# Loading the raw IMDB movie data.

In [1]:
import os
imdb_dir="aclImdb"
train_dir=os.path.join(imdb_dir,"train")

labels=[]
texts=[]
for label_type in ["neg","pos"]:
    dir_name=os.path.join(train_dir,label_type)
    for fname in os.listdir(dir_name):
        if fname[-4:]==".txt":
            f=open(os.path.join(dir_name,fname),encoding="UTF-8")
            texts.append(f.read())
            f.close()
            if label_type=="neg":
                labels.append(0)
            else:
                labels.append(1)
print(labels[0])
print(texts[0])

0
Story of a man who has unnatural feelings for a pig. Starts out with a opening scene that is a terrific example of absurd comedy. A formal orchestra audience is turned into an insane, violent mob by the crazy chantings of it's singers. Unfortunately it stays absurd the WHOLE time with no general narrative eventually making it just too off putting. Even those from the era should be turned off. The cryptic dialogue would make Shakespeare seem easy to a third grader. On a technical level it's better than you might think with some good cinematography by future great Vilmos Zsigmond.
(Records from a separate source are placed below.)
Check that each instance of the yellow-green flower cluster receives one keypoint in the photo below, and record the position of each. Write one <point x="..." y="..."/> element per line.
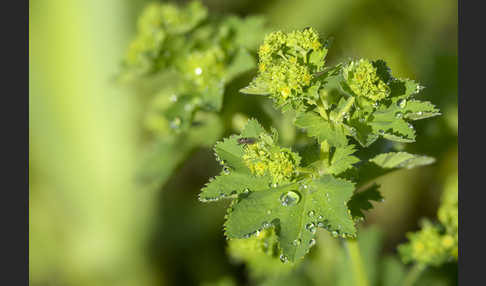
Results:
<point x="285" y="67"/>
<point x="264" y="157"/>
<point x="157" y="23"/>
<point x="260" y="252"/>
<point x="436" y="244"/>
<point x="429" y="246"/>
<point x="362" y="78"/>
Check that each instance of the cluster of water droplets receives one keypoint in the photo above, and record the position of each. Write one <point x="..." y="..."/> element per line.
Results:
<point x="290" y="198"/>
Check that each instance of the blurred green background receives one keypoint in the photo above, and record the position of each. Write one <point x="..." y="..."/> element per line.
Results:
<point x="90" y="223"/>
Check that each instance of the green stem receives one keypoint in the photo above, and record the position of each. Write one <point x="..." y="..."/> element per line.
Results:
<point x="357" y="267"/>
<point x="345" y="109"/>
<point x="413" y="274"/>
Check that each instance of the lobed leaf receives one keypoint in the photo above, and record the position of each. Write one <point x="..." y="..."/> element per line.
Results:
<point x="401" y="160"/>
<point x="296" y="210"/>
<point x="342" y="159"/>
<point x="360" y="201"/>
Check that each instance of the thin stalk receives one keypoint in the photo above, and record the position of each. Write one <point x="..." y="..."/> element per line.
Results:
<point x="413" y="274"/>
<point x="357" y="265"/>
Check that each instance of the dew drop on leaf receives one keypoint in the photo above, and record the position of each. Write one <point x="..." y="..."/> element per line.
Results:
<point x="290" y="198"/>
<point x="311" y="227"/>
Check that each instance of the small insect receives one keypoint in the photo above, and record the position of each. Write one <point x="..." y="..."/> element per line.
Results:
<point x="246" y="140"/>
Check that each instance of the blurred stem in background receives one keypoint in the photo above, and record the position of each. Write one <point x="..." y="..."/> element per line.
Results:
<point x="88" y="223"/>
<point x="357" y="266"/>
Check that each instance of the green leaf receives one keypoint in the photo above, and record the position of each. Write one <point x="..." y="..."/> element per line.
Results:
<point x="416" y="110"/>
<point x="401" y="160"/>
<point x="225" y="186"/>
<point x="386" y="122"/>
<point x="296" y="210"/>
<point x="361" y="201"/>
<point x="403" y="88"/>
<point x="249" y="32"/>
<point x="342" y="159"/>
<point x="254" y="89"/>
<point x="323" y="130"/>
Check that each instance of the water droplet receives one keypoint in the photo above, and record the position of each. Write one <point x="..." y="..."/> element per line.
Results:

Future stars Sally Kirkland and Frederic Forrest can be seen briefly.


In [2]:
from keras.preprocessing.text import Tokenizer
from keras.preprocessing.sequence import pad_sequences
import numpy as np

maxlen=20
max_words=10000
tokenizer=Tokenizer(num_words=max_words)
tokenizer.fit_on_texts(texts)
sequences=tokenizer.texts_to_sequences(texts)

data=pad_sequences(sequences,maxlen=maxlen)
labels=np.asarray(labels)
indexs=np.arange(data.shape[0])
np.random.shuffle(indexs)
x_train=data[indexs];y_train=labels[indexs]

Using TensorFlow backend.


# Load the glove vectors

In [4]:
glove_dir="glove.6B.100d"
embedding_index={}
f=open(os.path.join(glove_dir,"glove.6B.100d.txt"),encoding="UTF-8")
for line in f:
    values=line.split()
    word=values[0]
    coefs=np.asarray(values[1:],dtype="float32")##turn string into float32
    embedding_index[word]=coefs
f.close()
print("Found %s words. "%len(embedding_index))

Found 400000 words. 


In [5]:
embedding_dim=100
embedding_matrix=np.zeros((max_words,embedding_dim))
word_index=tokenizer.word_index
for word,i in word_index.items():
    embedding_vector=embedding_index.get(word)
    if i<max_words and embedding_vector is not None:
        embedding_matrix[i]=embedding_vector

# Define the network

In [6]:
from keras.models import Sequential
from keras.layers import Embedding,Flatten,Dense

model=Sequential()
model.add(Embedding(max_words,embedding_dim,input_length=maxlen))
model.add(Flatten())
#model.add(Dense(32,activation="relu"))
model.add(Dense(1,activation="sigmoid"))

model.summary()

_________________________________________________________________
Layer (type)                 Output Shape              Param #   
embedding_1 (Embedding)      (None, 20, 100)           1000000   
_________________________________________________________________
flatten_1 (Flatten)          (None, 2000)              0         
_________________________________________________________________
dense_1 (Dense)              (None, 1)                 2001      
Total params: 1,002,001
Trainable params: 1,002,001
Non-trainable params: 0
_________________________________________________________________


# Freeze the embedding layer

In [7]:
model.layers[0].set_weights([embedding_matrix])
model.layers[0].trainable=False

In [8]:
model.compile(optimizer="rmsprop",
             loss="binary_crossentropy",
             metrics=["acc"])
history=model.fit(x_train,y_train,epochs=10,batch_size=32,validation_split=0.2)

Train on 20000 samples, validate on 5000 samples
Epoch 1/10
Epoch 2/10
Epoch 3/10
Epoch 4/10
Epoch 5/10
Epoch 6/10
Epoch 7/10
Epoch 8/10
Epoch 9/10
Epoch 10/10